Chiu Alan W L, Daniel Sarit, Khosravani Houman, Carlen Peter L, Bardakjian Berj L
Institute of Biomaterials and Biomedical Engineering, Edward S. Rogers Sr. Department of Electrical and Computer Engineering, University of Calgary, Calgary, Canada.
Ann Biomed Eng. 2005 Jun;33(6):798-810. doi: 10.1007/s10439-005-2346-1.

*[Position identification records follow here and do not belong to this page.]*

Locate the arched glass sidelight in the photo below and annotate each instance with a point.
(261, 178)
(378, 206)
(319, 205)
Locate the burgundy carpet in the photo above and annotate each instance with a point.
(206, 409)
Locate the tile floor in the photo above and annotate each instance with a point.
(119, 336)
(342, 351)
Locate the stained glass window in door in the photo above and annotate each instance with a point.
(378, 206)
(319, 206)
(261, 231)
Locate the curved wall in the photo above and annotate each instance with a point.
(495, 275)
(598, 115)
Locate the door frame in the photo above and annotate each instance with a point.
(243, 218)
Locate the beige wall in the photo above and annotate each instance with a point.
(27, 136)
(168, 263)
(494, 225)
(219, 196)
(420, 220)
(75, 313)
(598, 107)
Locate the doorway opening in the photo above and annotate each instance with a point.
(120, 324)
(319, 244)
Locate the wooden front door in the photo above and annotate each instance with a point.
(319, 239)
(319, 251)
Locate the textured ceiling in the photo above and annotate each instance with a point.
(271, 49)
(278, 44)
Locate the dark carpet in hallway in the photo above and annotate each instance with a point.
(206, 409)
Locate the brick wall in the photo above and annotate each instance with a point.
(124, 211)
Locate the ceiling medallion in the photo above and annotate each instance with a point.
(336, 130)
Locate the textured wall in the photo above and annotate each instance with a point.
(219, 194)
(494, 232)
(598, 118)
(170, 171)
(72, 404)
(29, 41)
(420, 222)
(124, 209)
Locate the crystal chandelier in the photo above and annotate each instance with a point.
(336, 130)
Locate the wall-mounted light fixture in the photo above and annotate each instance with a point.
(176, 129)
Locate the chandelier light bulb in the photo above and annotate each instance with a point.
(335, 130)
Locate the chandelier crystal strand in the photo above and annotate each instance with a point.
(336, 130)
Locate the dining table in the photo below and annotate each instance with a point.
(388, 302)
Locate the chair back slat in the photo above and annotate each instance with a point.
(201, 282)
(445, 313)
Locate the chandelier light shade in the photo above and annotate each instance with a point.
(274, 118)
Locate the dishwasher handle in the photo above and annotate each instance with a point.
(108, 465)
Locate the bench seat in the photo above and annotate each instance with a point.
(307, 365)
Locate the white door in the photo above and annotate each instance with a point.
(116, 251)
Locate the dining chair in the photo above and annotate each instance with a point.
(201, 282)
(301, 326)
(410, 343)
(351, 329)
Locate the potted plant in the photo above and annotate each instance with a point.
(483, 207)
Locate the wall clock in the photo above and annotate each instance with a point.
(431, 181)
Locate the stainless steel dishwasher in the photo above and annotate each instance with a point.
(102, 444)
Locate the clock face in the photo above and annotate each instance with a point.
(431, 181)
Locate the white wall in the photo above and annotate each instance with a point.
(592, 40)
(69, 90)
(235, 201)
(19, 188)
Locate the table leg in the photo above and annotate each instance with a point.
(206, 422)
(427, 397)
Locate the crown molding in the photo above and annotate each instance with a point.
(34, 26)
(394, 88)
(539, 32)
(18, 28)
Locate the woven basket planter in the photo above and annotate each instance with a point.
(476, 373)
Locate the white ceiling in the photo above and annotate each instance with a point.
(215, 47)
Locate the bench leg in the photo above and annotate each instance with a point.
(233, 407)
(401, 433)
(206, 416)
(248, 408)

We propose that artificial neural networks (ANNs) can be used to predict seizure onsets in an in-vitro hippocampal slice model capable of generating spontaneous seizure-like events (SLEs) in their extracellular field recordings. This paper assesses the effectiveness of two ANN prediction schemes: Gaussian-based artificial neural network (GANN) and wavelet-based artificial neural network (WANN). The GANN prediction system consists of a recurrent network having Gaussian radial basis function (RBF) nonlinearities capable of extracting the estimated manifold of the system. It is able to classify the underlying dynamics of spontaneous in-vitro activities into interictal, preictal and ictal modes. It is also able to successfully predict the onsets of SLEs as early as 60 s before. Improvements can be made to the overall seizure predictor design by incorporating time-varying frequency information. Consequently, the idea of WANN is considered. The WANN design entails the assumption that frequency variations in the extracellular field recordings can be used to compute the times at which onsets of SLEs are most likely to occur in the future. Progressions of different frequency components can be captured by the ANN using appropriate frequency band adjustments via pruning, after the initial wavelet transforms. In the off-line processing comprised of 102 spontaneous SLEs generated from 14 in-vitro rat hippocampal slices, with half of them used for training and the other half for testing, the WANN is able to predict the forecoming ictal onsets as early as 2 min prior to SLEs with over 75% accuracy within a 30 s precision window.
我们提出,人工神经网络(ANNs)可用于预测体外海马切片模型中的癫痫发作起始,该模型能够在其细胞外场记录中产生自发性癫痫样事件(SLEs)。本文评估了两种人工神经网络预测方案的有效性:基于高斯的人工神经网络(GANN)和基于小波的人工神经网络(WANN)。GANN预测系统由一个具有高斯径向基函数(RBF)非线性的递归网络组成,该网络能够提取系统的估计流形。它能够将自发性体外活动的潜在动力学分类为发作间期、发作前期和发作期模式。它还能够早在60秒之前成功预测SLEs的起始。通过纳入时变频率信息,可以对整体癫痫发作预测器设计进行改进。因此,考虑了WANN的想法。WANN设计需要假设细胞外场记录中的频率变化可用于计算未来最有可能发生SLEs起始的时间。在初始小波变换之后,通过修剪进行适当的频带调整,人工神经网络可以捕获不同频率成分的变化。在由14个体外大鼠海马切片产生的102个自发性SLEs组成的离线处理中,其中一半用于训练,另一半用于测试,WANN能够在30秒的精确窗口内,早在SLEs前2分钟预测即将到来的发作起始,准确率超过75%。